There is a legendary story behind this picture!
In the 15th century, in a village near Nuremberg, lived a family with eighteen children. In order merely to keep food on the table for this mob, the father, a goldsmith, worked almost eighteen hours a day.

Despite their seemingly hopeless condition, two of his children, Albrecht and Albert, had a dream. They both wanted to pursue their talent for art, but they knew full well that their father would never be financially able to send either of them to Nuremberg to study at the Academy.

After many long discussions, the two boys finally worked out a pact. They would toss a coin. The loser would go down into the nearby mines and, with his earnings, support his brother while he attended the academy. Then, when that brother who won the toss completed his studies, in four years, he would support the other brother at the academy, either with sales of his artwork or, if necessary, also by laboring in the mines.

They tossed a coin on a Sunday morning after church. Albrecht Durer won the toss and went off to Nuremberg. Instead, Albert went down into the dangerous mines and, for the next four years, financed his brother, Albrecht, whose work at the academy was almost an immediate sensation. His etchings, his woodcuts, and his oils were far better than those of most of his professors, and by the time he graduated, he was beginning to earn considerable fees for his commissioned works.

When Albrecht returned to his village, the Durer family held a festive dinner on their lawn to celebrate his triumphant homecoming. After a long and memorable meal, punctuated with music and laughter, Albrecht rose from his honored position at the head of the table to drink a toast to his beloved brother, Albert, for the years of sacrifice that had enabled Albrecht to fulfill his ambition. His closing words were, "And now, Albert, blessed brother of mine, now it is your turn. Now you can go to Nuremberg to pursue your dream, and I will take care of you."

All heads turned in eager expectation to the far end of the table where Albert sat, tears streaming down his pale face, shaking his lowered head from side to side while he sobbed and repeated, over and over, "No ...no ...no ...no."

Finally, Albert rose and wiped the tears from his cheeks. He glanced down the long table at the faces he loved, and then, holding his hands close to his right cheek, he said softly, "No, brother. I cannot go to Nuremberg. It is too late for me. Look ... look what four years in the mines have done to my hands! The bones in every finger have been smashed at least once, and lately I have been suffering from arthritis so badly in my right hand that I cannot even hold a glass to return your toast, much less make delicate lines on parchment or canvas with a pen or a brush. No, brother ... for me it is too late."

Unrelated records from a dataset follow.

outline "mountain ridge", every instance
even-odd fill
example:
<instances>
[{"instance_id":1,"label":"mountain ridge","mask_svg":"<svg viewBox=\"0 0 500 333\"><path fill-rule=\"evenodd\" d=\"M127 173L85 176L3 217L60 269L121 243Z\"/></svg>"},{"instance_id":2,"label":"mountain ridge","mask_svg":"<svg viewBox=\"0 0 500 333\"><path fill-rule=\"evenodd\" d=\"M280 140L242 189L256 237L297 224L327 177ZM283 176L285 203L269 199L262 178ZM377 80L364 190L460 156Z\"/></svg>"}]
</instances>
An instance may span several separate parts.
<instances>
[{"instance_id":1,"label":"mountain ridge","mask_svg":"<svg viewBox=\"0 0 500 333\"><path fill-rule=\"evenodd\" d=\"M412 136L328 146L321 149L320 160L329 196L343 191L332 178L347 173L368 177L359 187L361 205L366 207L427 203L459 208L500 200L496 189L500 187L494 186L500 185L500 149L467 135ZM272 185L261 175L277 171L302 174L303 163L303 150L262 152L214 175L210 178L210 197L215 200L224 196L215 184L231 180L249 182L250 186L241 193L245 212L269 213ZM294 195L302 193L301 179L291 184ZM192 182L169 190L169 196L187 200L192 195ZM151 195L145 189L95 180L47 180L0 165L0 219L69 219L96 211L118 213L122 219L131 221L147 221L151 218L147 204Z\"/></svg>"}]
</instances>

One day, to pay homage to Albert for all that he had sacrificed, Albrecht Durer painstakingly drew the hands with palms together and thin fingers stretched skyward. He called his powerful drawing simply "Hands," but the entire world almost immediately opened their hearts to his great masterpiece and renamed his tribute of love "The Praying Hands."

Albrecht Dürer (1471 – 1528) was a German painter, printmaker, engraver, mathematician, and theorist from Nuremberg. His prints established his reputation across Europe when he was still in his twenties, and he has been conventionally regarded as the greatest artist of the Northern Renaissance ever since.